Adam leaned on the doorframe, arms crossed. “I know you’re mad at me, but your cleaning just to avoid me? This is ridiculous.” 

He had hoped the joke would break something loose. It failed. 

Ronan tossed a CD case into the far corner of his bed. 

“Look,” Adam said. “I get you’re upset. So am I. I’ve been looking forward to summer here since winter break. But we’ll make it work. We made it work all school --”

Ronan tossed the rest of the CD cases he was holding down onto the bed spread and they clattered apart like a pane of shattering glass. Ronan stared at the he had made for a prolonged moment, fiddling with his leather bands. Adam stared at Ronan doing all of that. 

“You don’t get it,” Ronan said. 

“What don’t I get?”

Ronan ran a hand over his two day’s worth of stubble, then turned to face Adam straight on. “This was our last summer.” 

It hit Adam as soon as Ronan said it. Of course he’d known, but he hadn’t really contemplated… Perhaps he could be forgiven for overlooking it. After all, for the last fifteen years of his life he had went to school and had a summer break. 

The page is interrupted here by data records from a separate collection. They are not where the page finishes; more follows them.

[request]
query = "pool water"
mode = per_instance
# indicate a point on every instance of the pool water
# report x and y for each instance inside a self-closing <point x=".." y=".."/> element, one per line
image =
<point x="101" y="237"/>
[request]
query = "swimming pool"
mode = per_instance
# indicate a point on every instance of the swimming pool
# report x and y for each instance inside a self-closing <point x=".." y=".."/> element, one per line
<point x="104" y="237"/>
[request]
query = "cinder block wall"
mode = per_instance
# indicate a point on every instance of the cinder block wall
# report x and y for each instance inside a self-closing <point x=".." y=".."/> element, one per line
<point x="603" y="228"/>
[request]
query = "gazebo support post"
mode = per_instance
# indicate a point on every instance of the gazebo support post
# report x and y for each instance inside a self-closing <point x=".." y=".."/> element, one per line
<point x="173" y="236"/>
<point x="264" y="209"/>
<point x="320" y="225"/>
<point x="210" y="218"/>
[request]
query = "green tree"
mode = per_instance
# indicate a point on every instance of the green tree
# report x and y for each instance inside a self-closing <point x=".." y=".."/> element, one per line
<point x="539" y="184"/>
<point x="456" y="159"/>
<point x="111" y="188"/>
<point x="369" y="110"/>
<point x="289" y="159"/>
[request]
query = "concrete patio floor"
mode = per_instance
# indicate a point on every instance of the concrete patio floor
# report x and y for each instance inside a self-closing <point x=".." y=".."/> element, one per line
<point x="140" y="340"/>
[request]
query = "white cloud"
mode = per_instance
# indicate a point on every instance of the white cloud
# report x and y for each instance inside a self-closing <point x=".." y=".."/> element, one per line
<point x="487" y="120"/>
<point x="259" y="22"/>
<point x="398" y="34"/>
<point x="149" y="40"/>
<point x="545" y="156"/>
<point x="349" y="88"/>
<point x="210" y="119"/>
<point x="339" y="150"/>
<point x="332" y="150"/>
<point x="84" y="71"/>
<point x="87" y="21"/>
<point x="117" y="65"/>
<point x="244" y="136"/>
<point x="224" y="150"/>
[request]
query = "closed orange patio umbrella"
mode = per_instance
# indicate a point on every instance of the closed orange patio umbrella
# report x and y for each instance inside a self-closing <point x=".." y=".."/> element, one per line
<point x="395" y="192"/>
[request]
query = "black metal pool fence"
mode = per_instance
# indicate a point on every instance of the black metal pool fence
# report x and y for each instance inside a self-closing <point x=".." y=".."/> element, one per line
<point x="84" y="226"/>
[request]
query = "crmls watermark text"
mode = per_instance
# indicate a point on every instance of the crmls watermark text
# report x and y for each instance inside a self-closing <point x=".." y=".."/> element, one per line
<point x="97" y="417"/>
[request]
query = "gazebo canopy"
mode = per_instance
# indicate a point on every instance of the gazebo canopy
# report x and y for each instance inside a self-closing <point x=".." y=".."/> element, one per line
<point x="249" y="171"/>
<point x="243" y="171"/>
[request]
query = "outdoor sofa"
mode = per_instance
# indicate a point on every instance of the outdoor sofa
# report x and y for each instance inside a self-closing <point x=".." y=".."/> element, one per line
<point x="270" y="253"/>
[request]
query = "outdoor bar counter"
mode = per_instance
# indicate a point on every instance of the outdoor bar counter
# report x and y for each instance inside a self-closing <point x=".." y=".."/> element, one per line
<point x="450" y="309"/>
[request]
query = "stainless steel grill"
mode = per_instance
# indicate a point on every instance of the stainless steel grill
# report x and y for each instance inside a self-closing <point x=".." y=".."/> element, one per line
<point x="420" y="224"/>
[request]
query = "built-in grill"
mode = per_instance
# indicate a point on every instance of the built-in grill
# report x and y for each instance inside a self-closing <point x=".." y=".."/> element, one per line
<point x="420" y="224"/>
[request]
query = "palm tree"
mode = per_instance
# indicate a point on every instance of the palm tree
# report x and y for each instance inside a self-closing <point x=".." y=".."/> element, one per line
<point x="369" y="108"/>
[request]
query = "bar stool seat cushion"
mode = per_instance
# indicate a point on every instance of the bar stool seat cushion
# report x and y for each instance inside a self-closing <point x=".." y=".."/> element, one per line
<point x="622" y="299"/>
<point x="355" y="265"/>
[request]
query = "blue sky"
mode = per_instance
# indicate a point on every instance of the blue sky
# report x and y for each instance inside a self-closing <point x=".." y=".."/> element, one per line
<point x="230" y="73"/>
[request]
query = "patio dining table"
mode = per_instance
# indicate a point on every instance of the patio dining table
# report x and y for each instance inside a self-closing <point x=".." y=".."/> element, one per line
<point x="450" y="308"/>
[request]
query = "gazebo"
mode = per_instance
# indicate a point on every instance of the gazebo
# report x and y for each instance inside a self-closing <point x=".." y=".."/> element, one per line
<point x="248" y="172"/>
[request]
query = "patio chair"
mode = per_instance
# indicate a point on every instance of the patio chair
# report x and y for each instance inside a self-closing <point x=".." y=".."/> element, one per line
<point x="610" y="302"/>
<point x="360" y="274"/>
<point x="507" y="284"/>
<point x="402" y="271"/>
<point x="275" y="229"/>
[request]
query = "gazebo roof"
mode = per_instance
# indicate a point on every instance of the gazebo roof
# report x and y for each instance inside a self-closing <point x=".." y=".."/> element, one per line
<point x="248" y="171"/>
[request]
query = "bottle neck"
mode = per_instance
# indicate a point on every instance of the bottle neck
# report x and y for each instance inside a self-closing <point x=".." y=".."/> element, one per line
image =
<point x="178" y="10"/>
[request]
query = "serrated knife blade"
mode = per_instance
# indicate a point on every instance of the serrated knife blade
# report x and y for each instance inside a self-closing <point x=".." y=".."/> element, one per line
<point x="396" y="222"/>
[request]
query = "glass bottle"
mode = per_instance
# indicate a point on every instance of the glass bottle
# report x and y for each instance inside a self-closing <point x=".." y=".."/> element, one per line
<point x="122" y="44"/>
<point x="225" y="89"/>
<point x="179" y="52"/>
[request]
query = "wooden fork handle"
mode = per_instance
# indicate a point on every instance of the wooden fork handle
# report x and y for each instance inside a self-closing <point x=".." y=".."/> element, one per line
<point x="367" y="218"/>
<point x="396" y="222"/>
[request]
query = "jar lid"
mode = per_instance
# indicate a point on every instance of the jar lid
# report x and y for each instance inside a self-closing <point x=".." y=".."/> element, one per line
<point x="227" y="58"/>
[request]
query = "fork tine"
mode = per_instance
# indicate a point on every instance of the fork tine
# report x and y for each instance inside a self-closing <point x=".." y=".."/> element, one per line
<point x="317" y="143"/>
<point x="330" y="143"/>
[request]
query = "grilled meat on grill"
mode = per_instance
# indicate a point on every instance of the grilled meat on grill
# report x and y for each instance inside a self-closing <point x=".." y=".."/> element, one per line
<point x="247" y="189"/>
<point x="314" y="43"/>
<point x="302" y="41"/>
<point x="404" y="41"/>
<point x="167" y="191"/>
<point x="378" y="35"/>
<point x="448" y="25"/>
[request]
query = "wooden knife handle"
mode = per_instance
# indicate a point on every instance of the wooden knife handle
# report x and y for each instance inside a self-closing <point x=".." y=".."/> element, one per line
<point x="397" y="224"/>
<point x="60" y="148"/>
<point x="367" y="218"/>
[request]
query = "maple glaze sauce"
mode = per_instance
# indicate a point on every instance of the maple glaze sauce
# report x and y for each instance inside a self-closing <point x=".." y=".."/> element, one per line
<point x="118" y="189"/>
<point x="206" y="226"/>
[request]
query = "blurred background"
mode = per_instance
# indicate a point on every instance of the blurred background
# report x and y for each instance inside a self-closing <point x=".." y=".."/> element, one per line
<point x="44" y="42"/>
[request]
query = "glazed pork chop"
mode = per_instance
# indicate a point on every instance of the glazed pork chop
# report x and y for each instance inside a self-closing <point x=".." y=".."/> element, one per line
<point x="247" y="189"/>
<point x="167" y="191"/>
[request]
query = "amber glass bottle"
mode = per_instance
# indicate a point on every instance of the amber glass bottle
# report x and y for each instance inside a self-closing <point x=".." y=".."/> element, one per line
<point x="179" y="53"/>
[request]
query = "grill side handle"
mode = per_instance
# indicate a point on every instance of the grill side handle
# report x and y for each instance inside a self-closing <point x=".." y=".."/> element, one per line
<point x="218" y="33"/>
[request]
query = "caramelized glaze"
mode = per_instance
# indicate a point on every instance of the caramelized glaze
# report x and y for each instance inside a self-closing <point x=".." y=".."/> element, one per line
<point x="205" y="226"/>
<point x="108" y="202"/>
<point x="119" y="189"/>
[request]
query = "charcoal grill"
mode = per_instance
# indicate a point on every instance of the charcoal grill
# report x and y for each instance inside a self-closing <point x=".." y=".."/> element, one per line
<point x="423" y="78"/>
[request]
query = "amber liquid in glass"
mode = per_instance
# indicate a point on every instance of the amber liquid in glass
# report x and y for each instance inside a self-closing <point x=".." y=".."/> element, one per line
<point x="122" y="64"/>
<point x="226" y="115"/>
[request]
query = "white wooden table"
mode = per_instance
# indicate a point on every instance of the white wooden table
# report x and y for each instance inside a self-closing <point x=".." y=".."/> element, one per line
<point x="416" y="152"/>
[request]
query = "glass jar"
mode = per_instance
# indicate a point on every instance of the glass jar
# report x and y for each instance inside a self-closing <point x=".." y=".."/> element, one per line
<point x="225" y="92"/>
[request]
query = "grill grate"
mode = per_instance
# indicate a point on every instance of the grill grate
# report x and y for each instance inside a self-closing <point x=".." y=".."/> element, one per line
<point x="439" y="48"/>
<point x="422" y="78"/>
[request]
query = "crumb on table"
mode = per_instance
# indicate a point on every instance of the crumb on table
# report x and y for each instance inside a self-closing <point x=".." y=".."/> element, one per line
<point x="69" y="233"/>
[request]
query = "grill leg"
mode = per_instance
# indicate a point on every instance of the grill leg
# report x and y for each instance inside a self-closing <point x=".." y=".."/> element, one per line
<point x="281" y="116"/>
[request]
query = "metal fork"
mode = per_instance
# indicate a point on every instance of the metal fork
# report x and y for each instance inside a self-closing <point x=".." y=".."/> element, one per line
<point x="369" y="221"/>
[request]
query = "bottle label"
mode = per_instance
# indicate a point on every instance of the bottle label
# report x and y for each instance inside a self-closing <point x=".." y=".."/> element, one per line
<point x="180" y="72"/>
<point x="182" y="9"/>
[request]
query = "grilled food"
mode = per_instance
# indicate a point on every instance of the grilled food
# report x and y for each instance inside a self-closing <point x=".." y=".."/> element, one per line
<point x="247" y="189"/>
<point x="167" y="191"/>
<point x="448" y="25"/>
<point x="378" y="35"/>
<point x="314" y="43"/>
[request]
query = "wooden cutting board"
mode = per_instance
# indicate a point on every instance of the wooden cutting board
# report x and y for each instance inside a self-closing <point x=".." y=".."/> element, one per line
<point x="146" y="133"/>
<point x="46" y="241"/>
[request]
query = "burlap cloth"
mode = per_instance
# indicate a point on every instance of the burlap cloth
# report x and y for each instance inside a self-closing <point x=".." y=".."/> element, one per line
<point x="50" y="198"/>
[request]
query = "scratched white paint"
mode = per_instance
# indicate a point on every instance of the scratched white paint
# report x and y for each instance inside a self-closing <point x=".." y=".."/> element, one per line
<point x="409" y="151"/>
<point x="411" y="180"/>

“Next year you graduate,” Ronan said. “No more summer breaks. Winter breaks. Spring breaks. I know you’re overachieving, workaholic ass. The only time you’ll take a break is when security drags you from the building.”

“Things are going change,” Adam said. He had anticipated graduating. He already spoke at length with his advisor about his options, attending a lecture hosted by the university on job hunting, and went to enough schmoozing alumni events to make Gansey proud. He got a paid internship.

As his future was chugging forward, he had forgotten what was being pulled behind. 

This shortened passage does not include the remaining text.